Clinton says Pa. Senate race is choice of disastrous GOP policies, Democrats who fix economy

By Marc Levy, AP
Tuesday, August 10, 2010

Clinton stumps for Pa. Dem in close Senate race

SCRANTON, Pa. — Former President Bill Clinton characterized Pennsylvania’s close and competitive U.S. Senate race on Tuesday as a choice between disastrous Reagan-Bush economic policies and the ability of Democrats to fix the damage they inflicted.

Clinton, perhaps the most valuable Democratic Party name in Pennsylvania, drew several hundred people to a rally for Rep. Joe Sestak. He told them to spread the message that it makes no sense to defeat Sestak because President Barack Obama and Democrats who control Congress haven’t pulled the nation out of the worst economic crisis since the Depression.

“You ought to say to people, ‘Sestak’s the best candidate and give this deal two more years,’” Clinton told the crowd. “We were in a deep hole, a year and a half wasn’t enough to dig us out of it.”

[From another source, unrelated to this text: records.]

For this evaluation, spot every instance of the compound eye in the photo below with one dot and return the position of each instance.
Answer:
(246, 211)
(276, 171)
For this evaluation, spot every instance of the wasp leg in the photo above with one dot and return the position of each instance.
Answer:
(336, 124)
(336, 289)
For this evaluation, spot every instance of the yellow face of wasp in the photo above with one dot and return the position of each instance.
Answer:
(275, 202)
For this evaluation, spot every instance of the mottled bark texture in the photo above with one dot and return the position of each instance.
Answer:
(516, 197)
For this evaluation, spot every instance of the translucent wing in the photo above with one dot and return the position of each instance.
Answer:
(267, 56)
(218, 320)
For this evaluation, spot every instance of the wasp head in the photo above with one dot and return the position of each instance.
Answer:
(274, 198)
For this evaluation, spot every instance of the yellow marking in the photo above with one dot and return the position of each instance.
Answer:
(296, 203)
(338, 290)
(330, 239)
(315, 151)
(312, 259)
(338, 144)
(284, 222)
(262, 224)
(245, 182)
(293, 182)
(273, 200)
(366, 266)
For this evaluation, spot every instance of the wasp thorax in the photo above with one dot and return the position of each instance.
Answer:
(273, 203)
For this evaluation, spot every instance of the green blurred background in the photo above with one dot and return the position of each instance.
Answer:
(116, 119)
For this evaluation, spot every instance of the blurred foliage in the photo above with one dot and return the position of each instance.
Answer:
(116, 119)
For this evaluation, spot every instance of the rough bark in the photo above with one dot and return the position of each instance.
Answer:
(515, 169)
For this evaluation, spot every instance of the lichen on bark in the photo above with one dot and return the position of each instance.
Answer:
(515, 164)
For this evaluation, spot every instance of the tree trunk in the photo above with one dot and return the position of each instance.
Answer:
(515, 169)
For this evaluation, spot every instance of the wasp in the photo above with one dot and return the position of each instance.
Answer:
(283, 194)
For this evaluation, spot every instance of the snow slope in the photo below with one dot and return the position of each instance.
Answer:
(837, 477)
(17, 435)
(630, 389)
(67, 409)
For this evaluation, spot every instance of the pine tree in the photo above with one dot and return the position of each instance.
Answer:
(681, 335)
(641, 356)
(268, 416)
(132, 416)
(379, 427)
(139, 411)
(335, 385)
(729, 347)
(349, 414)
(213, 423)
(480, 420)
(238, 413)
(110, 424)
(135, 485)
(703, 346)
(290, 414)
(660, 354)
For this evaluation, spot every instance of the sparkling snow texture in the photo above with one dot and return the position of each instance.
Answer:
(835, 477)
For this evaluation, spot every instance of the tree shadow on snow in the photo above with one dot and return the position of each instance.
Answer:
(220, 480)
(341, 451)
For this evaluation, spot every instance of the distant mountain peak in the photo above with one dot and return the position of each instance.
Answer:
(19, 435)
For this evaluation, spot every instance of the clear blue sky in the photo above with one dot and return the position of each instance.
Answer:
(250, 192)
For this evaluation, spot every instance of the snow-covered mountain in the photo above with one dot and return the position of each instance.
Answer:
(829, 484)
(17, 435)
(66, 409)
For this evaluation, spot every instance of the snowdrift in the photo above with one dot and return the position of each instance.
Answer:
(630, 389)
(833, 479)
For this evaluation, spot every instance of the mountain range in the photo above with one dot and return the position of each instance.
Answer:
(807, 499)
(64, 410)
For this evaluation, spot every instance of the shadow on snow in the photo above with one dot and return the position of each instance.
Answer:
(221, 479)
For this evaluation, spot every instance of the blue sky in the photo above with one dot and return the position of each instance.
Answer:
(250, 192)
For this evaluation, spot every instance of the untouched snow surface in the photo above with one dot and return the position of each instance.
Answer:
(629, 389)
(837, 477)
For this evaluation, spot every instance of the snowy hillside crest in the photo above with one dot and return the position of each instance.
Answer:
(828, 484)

Without mentioning Sestak’s opponent, former Republican Congressman Pat Toomey, Clinton suggested that the alternative to Sestak is a candidate who adheres to trickle-down economic theories that benefit the wealthy but dig a deeper financial hole.

“Don’t elect the shovel brigade,” Clinton said. “Keep electing the builders.”

The Toomey campaign responded with a statement faulting Democrats’ handling of the economy.

“When President Clinton teamed up with Republican majorities in Congress, we had a balanced budget,” the Toomey statement said. “When President Obama teamed up with Nancy Pelosi and Joe Sestak, we got the largest deficits in American history.”

Clinton is on a swing through eastern Pennsylvania to raise money and stump for several Democratic candidates on the Nov. 2 ballot.

With President Barack Obama’s approval rating sagging in polls in Pennsylvania, Clinton is perhaps the biggest Democratic Party name in a state his wife handily won in the 2008 presidential primary.

Sestak, a second-term congressman from a Philadelphia suburb, missed the event at the Scranton High School gymnasium because he was in Washington for an emergency session vote on a bill extending recession-related aid to states and public schools.

While in the Navy, Sestak served in the Clinton White House as director for defense policy on the National Security Council. Before the rally, Clinton attended a Sestak fundraiser at a nearby diner.